Casey Goodson and Andre Hill. Almost a year ago, police officers shot and killed these two Black men right here in Columbus. Their deaths were the catalyst for the passage of Andre’s Law over eight months ago – one of the first attempts at “police reform” in Columbus.
With the CPD’s recent induction of the new chief, Chief Elaine Bryant, comes hope for this overdue accountability. The culture of CPD has historically left police officers with little to no fear of accountability, and the division has a track record of reinstating police officers with excessive force complaints into other positions within the division. In recent public talks given by Chief Bryant, the division’s first Black woman chief and external hire, has made it clear that reforms are a top priority and cooperation is key. She has noted that one of her top initiatives is developing diversity within the division in order for it to reflect the communities it serves and increase cultural awareness – including recruiting more officers who grew up in Columbus and want to help improve their communities. The Chief also wants to increase the division’s chaplain corps as well as improve technology to better address crime in real time.

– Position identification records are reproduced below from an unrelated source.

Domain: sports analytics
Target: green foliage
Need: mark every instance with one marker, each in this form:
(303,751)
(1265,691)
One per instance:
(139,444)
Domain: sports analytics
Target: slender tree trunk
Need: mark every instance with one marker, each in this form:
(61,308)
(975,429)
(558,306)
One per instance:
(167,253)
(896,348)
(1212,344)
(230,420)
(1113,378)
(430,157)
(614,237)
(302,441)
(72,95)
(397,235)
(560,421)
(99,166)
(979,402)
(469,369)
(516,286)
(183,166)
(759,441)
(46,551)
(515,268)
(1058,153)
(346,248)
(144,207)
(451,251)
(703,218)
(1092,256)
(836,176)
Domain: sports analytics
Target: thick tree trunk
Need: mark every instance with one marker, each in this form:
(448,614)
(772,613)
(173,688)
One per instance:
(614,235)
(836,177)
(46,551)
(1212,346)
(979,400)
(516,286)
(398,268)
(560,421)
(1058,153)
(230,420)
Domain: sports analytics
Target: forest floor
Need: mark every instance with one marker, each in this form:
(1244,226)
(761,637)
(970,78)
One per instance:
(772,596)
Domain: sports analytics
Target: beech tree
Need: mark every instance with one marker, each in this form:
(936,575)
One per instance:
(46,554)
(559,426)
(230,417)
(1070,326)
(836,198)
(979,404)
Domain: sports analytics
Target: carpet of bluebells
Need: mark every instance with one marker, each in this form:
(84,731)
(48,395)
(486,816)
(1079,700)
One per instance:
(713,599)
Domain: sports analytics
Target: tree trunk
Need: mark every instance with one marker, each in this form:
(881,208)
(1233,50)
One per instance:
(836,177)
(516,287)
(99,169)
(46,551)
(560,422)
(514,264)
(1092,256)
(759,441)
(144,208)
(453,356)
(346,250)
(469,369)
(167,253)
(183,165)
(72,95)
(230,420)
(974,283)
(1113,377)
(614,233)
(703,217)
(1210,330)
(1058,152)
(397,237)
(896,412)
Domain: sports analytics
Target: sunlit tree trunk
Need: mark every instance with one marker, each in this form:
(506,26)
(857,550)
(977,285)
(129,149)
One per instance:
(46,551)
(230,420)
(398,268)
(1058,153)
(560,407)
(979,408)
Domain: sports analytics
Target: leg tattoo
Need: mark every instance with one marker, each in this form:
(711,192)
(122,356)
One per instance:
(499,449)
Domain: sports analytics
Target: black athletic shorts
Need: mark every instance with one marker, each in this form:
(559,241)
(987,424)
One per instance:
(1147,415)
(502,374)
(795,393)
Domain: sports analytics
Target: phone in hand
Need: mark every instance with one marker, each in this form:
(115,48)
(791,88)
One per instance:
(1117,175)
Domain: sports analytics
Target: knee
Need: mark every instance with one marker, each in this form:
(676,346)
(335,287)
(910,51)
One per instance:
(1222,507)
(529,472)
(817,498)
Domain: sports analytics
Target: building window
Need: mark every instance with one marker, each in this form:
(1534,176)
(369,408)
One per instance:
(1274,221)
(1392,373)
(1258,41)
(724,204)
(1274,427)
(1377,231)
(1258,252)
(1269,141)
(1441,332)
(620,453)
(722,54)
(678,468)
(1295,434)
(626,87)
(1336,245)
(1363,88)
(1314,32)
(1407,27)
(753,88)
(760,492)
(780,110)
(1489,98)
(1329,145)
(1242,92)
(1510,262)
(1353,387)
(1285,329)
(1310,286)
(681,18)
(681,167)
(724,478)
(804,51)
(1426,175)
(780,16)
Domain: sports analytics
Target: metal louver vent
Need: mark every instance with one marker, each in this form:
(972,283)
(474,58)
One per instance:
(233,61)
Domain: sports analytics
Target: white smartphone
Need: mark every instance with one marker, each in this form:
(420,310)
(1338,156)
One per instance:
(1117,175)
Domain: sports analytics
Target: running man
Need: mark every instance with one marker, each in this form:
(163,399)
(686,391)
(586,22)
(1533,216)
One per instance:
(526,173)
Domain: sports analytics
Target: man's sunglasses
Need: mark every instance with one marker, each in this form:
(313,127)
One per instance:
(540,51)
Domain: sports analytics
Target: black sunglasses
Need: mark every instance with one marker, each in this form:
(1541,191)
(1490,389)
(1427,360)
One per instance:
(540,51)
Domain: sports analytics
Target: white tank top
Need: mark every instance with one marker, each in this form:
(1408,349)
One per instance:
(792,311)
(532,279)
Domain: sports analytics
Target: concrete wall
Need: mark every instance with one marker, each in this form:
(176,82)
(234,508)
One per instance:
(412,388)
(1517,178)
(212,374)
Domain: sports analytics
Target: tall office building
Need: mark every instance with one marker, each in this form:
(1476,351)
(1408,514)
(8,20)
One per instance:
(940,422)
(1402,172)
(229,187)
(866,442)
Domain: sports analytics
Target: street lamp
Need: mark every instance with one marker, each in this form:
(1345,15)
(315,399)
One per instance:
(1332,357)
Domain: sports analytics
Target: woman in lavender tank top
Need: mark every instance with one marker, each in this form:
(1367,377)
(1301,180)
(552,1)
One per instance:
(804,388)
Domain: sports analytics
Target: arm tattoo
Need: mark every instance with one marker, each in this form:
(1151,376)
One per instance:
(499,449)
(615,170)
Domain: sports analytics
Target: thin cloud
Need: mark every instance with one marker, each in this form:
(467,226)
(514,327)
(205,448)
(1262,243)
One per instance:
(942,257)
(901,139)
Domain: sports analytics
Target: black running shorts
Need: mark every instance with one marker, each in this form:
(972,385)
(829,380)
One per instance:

However, there are certainly different ideas about how to change the culture of Columbus’ police division. While the Chief has publicly expressed the importance of investing in relationships and conversation between the division and the community, calls for accountability through policy change, reallocation of funding to other services, and divestment prove to be a hefty challenge. So, the question begs to be asked: Can meaningful reform take place within Columbus’ police division without significant accountability and policy change?
While city officials favor measures that would expand and clarify the role of Columbus’ new civilian-run police oversight board, there are several activist groups putting pressure on police reform and officer accountability. Advocates and organizations including ACLU of Ohio, Columbus NAACP, Columbus Urban League, and Policy Matters Ohio are focusing on justice and police reform, and were integral in the Department of Justice investigation into the CPD. And recently, YWCA Columbus and key stakeholders published a Policing Primer, a living document exploring the history of policing and how we can create a future of safety for all. Are these measures enough?
We ask our community – those who may oppose police reform – to wake up and recognize the change that needs to happen with the CPD. We encourage you to get involved locally, call your elected officials, and support local organizations fighting for police reform. This is not a conversation or action that should be done by just the Black community, but the entire community. We need to work together on reform in order to make our community a better place. Now is not the time to shy away from the conversation, but to embrace one another and find a solution.
These five women met through and are a part of the YWCA Leadership for Social Change 2021 Cohort. Through this initiative, they believe it is their responsibility to educate their communities on social justice issues – including the importance of standing together on police reform.